Quindi, il sollievo dal dolore non è un mostrarsi vili di fronte alla sofferenza: questo lo ha capito anche lo Stato italiano. Infatti c’è una legge che garantisce il massimo dell’assistenza per le persone che soffrono, sia psicologicamente che fisicamente, concedendo la possibilità di assumere dei farmaci analgesici che fino a non molto tempo fa era difficile reperire e poter offrire a questi individui.
Come aiutare chi cerca di aiutare?
Spesse volte si guarda al medico, allo psicologo, allo psicoterapeuta come a cavalieri medievali corazzati di un’armatura impenetrabile. Potrebbere anche essere vero ma, proviamo a domandarci come mai, questi cavalieri medievali avessero un elmo che rendeva impossibile osservare il loro sguardo. Probabilmente per nascondere anche i momenti di paura, i momenti di preoccupazione, i momenti di dolore... per non farli vedere all’avversario.
In questo caso, però, non c’è un avversario, c’è un momento avverso, che è diverso perché nessuno si mette d’impegno per far sì che una persona stia male e, anche quando nelle diatribe interpersonali che viviamo ogni giorno, ci sembra che qualcuno stia godendo nel farci del male o che noi, in certi momenti, proviamo piacere nel vedere che facciamo soffrire chi ci ascolta, sicuramente tutto ciò accade perché l’altro, quando ci tratta male o quando, noi, agiamo in maniera esagerata nei confronti dell’altro, tutto ciò accade perché si pensava (avendo ragione o avendo dei pregiudizi) di aver subito dei torti per i quali si è sofferto tantissimo.
Quando poi scopriamo che non è vero, oppure scopriamo (o scoprono) che siamo disponibili a cambiare opinione (o sono disponibili a chiederci scusa) allora, improvvisamente, diventiamo i migliori amici degli altri (o gli altri diventano pronti ad aiutarci in ogni circostanza).
Perché poi, in fondo, nessuno è cattivo, ciascuno reagisce in base a come pensa che stiano andando le cose.
E noi non pensiamo, spesso, che tutto il personale sanitario sia impenetrabile? Ma non è vero che non venga coinvolto dalla sofferenza altrui, perché "sono" e "siamo" esseri umani che, ascoltando, osservando e vivendo accanto a chi soffre, risvegliano dentro tutti i momenti che erano stati depositati nella memoria dove si trovano tutti i ricordi che ci hanno fatto soffrire.

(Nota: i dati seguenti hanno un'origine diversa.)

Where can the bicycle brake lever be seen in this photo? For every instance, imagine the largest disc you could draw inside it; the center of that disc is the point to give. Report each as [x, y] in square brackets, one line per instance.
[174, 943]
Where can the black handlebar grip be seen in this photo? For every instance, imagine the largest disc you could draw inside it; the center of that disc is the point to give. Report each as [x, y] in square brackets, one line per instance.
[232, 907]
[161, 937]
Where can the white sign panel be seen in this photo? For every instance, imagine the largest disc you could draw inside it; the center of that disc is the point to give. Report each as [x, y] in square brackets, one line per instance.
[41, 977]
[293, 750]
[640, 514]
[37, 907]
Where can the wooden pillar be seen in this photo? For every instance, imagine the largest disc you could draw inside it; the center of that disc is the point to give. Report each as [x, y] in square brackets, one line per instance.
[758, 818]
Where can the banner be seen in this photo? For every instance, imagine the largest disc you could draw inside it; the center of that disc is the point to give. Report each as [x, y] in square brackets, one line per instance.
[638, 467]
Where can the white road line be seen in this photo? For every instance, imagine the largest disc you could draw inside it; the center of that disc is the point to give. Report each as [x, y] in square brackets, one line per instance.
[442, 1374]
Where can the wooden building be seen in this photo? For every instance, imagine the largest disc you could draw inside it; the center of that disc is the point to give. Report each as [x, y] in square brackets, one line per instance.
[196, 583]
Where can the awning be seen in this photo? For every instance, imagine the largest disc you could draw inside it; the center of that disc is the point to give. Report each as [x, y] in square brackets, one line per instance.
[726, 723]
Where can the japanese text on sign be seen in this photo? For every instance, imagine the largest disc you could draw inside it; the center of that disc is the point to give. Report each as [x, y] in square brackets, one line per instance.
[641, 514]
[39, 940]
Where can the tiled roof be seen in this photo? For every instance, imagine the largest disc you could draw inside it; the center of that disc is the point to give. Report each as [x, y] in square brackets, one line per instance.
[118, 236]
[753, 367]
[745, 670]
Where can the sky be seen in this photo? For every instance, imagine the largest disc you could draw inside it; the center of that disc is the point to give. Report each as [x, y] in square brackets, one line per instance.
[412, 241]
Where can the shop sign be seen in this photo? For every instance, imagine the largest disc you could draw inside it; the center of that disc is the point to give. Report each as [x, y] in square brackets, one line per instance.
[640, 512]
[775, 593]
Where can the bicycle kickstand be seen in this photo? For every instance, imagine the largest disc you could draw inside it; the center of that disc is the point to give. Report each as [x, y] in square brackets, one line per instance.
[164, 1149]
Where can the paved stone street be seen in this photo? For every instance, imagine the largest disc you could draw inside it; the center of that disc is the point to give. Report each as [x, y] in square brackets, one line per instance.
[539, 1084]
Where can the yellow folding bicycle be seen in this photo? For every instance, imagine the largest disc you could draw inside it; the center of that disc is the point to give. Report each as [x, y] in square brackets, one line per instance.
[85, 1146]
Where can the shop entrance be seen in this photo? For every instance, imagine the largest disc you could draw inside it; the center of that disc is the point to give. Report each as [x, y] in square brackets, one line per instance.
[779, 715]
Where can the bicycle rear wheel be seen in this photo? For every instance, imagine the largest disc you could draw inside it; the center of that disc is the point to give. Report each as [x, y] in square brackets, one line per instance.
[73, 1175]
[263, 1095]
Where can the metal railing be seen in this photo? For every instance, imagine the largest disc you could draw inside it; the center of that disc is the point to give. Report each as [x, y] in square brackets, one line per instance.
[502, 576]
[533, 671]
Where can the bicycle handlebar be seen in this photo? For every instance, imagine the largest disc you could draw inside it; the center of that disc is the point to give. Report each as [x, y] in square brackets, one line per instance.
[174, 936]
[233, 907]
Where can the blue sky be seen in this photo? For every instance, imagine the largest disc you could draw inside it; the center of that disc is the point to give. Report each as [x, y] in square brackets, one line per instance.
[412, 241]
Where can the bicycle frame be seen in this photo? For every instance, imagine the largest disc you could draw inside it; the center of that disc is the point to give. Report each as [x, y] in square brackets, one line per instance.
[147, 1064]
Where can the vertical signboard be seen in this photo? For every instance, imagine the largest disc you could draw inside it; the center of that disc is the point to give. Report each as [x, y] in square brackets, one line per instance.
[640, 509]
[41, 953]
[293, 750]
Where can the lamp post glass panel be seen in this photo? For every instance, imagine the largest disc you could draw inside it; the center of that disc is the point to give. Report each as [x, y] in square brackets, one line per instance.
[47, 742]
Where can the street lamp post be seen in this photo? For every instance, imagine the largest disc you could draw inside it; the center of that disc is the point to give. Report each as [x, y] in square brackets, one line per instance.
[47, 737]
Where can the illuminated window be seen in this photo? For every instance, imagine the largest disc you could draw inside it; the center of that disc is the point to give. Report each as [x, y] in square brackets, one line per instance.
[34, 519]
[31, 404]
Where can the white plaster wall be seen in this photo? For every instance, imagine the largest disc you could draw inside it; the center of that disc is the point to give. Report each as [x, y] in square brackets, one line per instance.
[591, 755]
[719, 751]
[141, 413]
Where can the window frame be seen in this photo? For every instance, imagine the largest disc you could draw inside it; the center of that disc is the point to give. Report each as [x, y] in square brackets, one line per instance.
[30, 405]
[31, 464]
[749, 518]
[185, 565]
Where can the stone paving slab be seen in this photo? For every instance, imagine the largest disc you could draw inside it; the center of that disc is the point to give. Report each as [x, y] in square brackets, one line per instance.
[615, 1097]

Il medico dovrebbe essere preparato (soprattutto, poi, lo psicoterapeuta perché, durante il percorso di specializzazione, quest’ultimo ha l’obbligo di svolgere un certo numero di colloqui di analisi personale che dovrebbero "ammorbidirgli" la personalità) però, di fronte al dolore degli altri, di fronte ad una persona che ti esprime il proprio senso di impotenza, si risveglia in te la compassione, che non è pena, ma che è quello stato d’animo che ti fa partecipare a ciò che l’altro prova, con la stessa passione.
A quel punto, dovresti, come persona che opera in questo settore sanitario, mettere da parte la presunzione, cioè la voglia di curare o guarire ad ogni costo. Potresti provare, semmai a stimolare nell’altro la voglia, la disponibilità a lottare per uscire da tutto ciò.
Ricordiamoci che anche se è necessario proteggerci diventando a volte freddi e scostanti da chi sta soffrendo, dobbiamo fargli sentire tutta la nostra disponibilità, anche se misurata, razionale e lucida.
"Caro medico, non caricarti di troppo lavoro, cerca di scoprire qual è il tuo limite, prova a dare una mano ad altri che vorrebbero fare il tuo stesso lavoro affinché, questi altri, evolvano e ti diano una mano a dare una mano ad aiutare. Tutto questo ti aiuterà a scaricare quel di più di apprensione e di tensione, mettendoti in condizione di sollevarti da quel dolore che provi, ogni qualvolta scopri di non essere stato capace di aiutare chi ti tendeva la mano per avere qualcosa che tu forse non puoi dare. Se tu hai dato la mano alla persona che te la tendeva, tu hai svolto il compito per il quale stavi lì e per il quale ti sei preparato ed hai lottato nel tempo".